La pietà de Delacroix. Eglise Saint-Denys du Saint-Sacrement, 68 rue de Turenne (IIIe)
Beaucoup de ceux qui empruntent la rue de Turenne et passent devant l’église Saint Denys du Saint Sacrement au N° 68 sont attirés par son péristyle à colonnades orné d’un fronton triangulaire décoré par le sculpteur Jean-Jacques Feuchère qui est aussi l’auteur de la statue dite « la loi » place de Palais Bourbon. Nous sommes en présence d’une construction typique du XIXe siècle due aux talents d’Hyppolyte Godde (1781-1869) architecte de la Ville de Paris qui l’acheva en 1835. On doit aussi à ce dernier les églises Notre Dame de Bonne Nouvelle et Saint-Pierre du Gros Caillou. Mais peu nombreux sont les passants qui peuvent imaginer que c‘est une peinture de Delacroix qui constitue aujourd’hui, de l’avis de tous les spécialistes, la pièce maîtresse, le chef d’œuvre de cette église. Cette célèbre pietà est située dans la chapelle Sainte Geneviève où est installée une statue de la sainte, exécutée en 1868, due au burin de Jean-Joseph Perraud (Prix de Rome dont les plus belles réalisations sont visibles au Musée d’Orsay).
La superbe Pietà, dite aussi "Déposition de la Croix" d’Eugène Delacroix, fait suite à une commande du Préfet Rambuteau. La réalisation de ce tableau avait été d’abord demandée à un autre peintre Robert-Fleury (dont les œuvres principales sont notamment exposées aux musées du Louvre, de Chantilly, de Versailles et de Pau) qui a préféré solliciter Delacroix pour l’exécuter. Comme les rapports entre Delacroix et l’Administration d’alors ne sont pas très bons, ce dernier doit batailler avec la Préfecture et notamment le chef des Beaux-Arts pour se voir confirmer la commande.
Les atermoiements et les obstacles furent nombreux entre ceux qui donnaient des avis et ceux qui ne se pressaient pas pour signer. Il est vrai que le tableau fut payé 6 000 francs. Ainsi la commission des Beaux-Arts interrogée sur les esquisses demanda d’enlever des anges, le curé de la paroisse soutenu par son Conseil de Fabrique s’opposa au thème de la pietà trop courant. Des problèmes d’enduit non posé à temps, car la peinture à l’huile est exécutée à même le mur, retardent encore l’exécution du travail et ce n’est que 5 ans après la passation de la première commande que la pietà est présentée au public. Les critiques sont partagées. Certains parlent de charlatanisme, « …cinq ans d’attente pour arriver à un résultat aussi lamentable… ». D’autres écrivent que c’est «…une chose incroyable... ». Le mot de la fin est de la plume de Baudelaire pour qui «ce chef d’œuvre laisse dans l’esprit un sillon de mélancolie ».

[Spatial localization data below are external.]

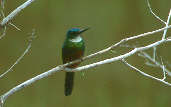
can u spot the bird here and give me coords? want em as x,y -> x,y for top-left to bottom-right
62,28 -> 89,96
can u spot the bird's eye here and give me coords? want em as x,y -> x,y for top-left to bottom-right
71,31 -> 77,34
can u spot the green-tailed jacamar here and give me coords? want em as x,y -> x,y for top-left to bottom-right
62,28 -> 89,96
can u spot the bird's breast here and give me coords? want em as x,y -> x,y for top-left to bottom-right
69,36 -> 82,42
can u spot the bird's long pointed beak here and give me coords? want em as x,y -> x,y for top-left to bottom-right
79,27 -> 90,34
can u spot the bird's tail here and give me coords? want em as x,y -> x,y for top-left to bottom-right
65,72 -> 75,96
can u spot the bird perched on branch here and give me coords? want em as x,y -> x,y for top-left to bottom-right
62,28 -> 89,96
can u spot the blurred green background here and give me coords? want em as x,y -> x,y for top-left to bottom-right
0,0 -> 171,107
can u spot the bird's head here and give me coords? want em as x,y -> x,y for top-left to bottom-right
66,28 -> 89,39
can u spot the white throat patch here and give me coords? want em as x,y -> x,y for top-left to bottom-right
70,36 -> 82,42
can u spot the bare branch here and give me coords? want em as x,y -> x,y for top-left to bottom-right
147,0 -> 171,39
0,9 -> 5,18
0,10 -> 6,40
0,26 -> 6,40
0,30 -> 36,79
0,96 -> 3,107
0,1 -> 171,105
1,65 -> 63,103
160,57 -> 166,80
69,39 -> 171,72
1,0 -> 5,9
83,25 -> 171,61
0,0 -> 36,27
162,9 -> 171,39
1,33 -> 171,105
147,0 -> 166,24
0,0 -> 35,40
145,61 -> 157,67
9,23 -> 21,31
0,44 -> 31,78
139,52 -> 171,76
153,47 -> 156,61
122,59 -> 171,86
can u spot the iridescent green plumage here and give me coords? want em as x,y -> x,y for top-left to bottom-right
62,28 -> 89,96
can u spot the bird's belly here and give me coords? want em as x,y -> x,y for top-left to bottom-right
62,46 -> 85,68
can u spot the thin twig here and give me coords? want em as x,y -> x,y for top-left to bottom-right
139,51 -> 171,76
160,57 -> 166,80
1,0 -> 5,9
0,44 -> 31,78
9,23 -> 21,31
0,30 -> 36,79
153,47 -> 156,61
0,96 -> 3,107
0,9 -> 5,18
122,59 -> 171,86
0,9 -> 6,40
0,26 -> 6,40
147,0 -> 166,24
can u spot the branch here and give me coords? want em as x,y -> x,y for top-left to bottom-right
1,0 -> 5,9
9,23 -> 21,31
139,52 -> 171,76
153,47 -> 156,61
0,30 -> 36,79
162,9 -> 171,39
0,0 -> 36,27
0,43 -> 31,78
147,0 -> 166,24
136,8 -> 171,76
0,25 -> 6,39
0,27 -> 171,105
147,0 -> 171,39
0,1 -> 171,105
0,0 -> 36,40
122,59 -> 171,86
83,25 -> 171,61
67,39 -> 171,72
161,58 -> 166,80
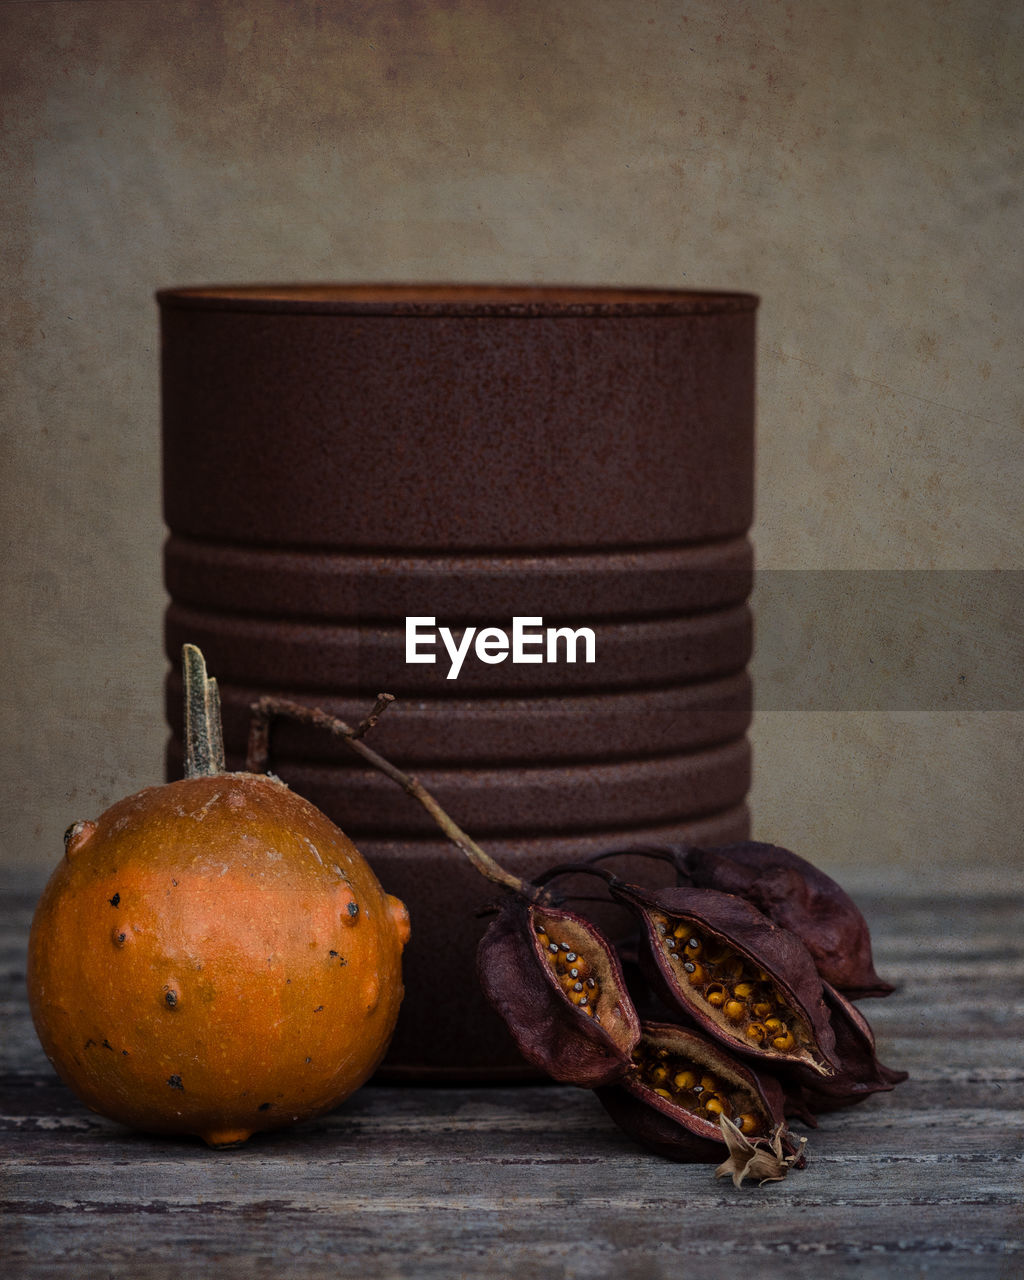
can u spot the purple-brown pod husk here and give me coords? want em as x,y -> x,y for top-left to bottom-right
682,842 -> 895,998
596,1021 -> 801,1165
784,982 -> 908,1118
476,895 -> 641,1087
610,882 -> 841,1078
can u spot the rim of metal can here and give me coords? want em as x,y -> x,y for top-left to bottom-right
155,282 -> 759,317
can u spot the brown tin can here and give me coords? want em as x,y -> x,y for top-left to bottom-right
158,285 -> 757,1079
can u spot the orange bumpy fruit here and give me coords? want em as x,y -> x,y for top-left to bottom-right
27,771 -> 409,1147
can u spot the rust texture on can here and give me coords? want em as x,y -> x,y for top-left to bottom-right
158,284 -> 758,1079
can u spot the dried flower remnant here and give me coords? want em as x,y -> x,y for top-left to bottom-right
715,1114 -> 808,1188
682,842 -> 895,998
476,896 -> 641,1087
596,1021 -> 799,1165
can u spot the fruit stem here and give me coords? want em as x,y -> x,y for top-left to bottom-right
246,695 -> 531,898
183,644 -> 226,778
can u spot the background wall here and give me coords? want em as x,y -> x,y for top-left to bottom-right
2,0 -> 1020,892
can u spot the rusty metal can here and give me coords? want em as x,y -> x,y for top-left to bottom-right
158,285 -> 757,1078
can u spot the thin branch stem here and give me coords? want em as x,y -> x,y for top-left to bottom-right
581,844 -> 693,883
532,861 -> 618,890
246,694 -> 530,897
350,693 -> 396,740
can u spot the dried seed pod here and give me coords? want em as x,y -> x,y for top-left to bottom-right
596,1021 -> 802,1167
609,882 -> 841,1078
681,842 -> 894,998
785,982 -> 908,1121
476,896 -> 642,1087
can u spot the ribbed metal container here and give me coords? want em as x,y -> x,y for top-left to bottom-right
158,284 -> 757,1079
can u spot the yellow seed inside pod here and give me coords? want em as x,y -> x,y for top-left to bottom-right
654,1088 -> 672,1099
736,1112 -> 759,1135
706,984 -> 727,1007
752,1001 -> 774,1019
703,1095 -> 726,1116
682,960 -> 706,985
724,1000 -> 746,1022
650,1064 -> 669,1085
772,1031 -> 796,1052
733,982 -> 756,999
672,1069 -> 698,1091
764,1017 -> 785,1032
745,1022 -> 768,1043
699,1075 -> 718,1093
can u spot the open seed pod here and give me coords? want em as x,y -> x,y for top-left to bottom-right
784,982 -> 909,1122
681,842 -> 894,998
476,896 -> 642,1087
596,1021 -> 801,1166
610,882 -> 841,1078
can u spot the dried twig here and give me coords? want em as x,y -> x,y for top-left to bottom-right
246,694 -> 528,896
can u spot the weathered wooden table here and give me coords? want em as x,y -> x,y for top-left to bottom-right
3,886 -> 1021,1278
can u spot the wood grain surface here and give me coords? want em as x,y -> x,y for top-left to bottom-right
2,888 -> 1022,1279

La gageure n’était pas simple pour Delacroix car outre les arcanes de l’Administration et l’opposition du curé, il a dû composer aussi avec l’emplacement sombre de la chapelle. Il a travaillé en hiver les jours où la luminosité est la plus forte. Or il constate que son assistant a utilisé des couleurs trop sombres et doit reprendre son travail (plusieurs dizaines de séances seront nécessaires) même s’il ne parvient pas finalement vraiment aux teintes souhaitées. Le tableau est donc sombre dans un lieu sombre. Néanmoins en l’observant, surtout en l'absence d'éclairage artificiel, nous nous rendons compte de l’intensité de l’exécution, des contrastes voulus entre le fond obscur et la lumière de personnages principaux, la Vierge, bras étendus et le Christ, sur les genoux de sa mère, avec une utilisation très étudiée du rouge. Petit détail, on distingue dans le fond du tableau, le peintre et son assistant!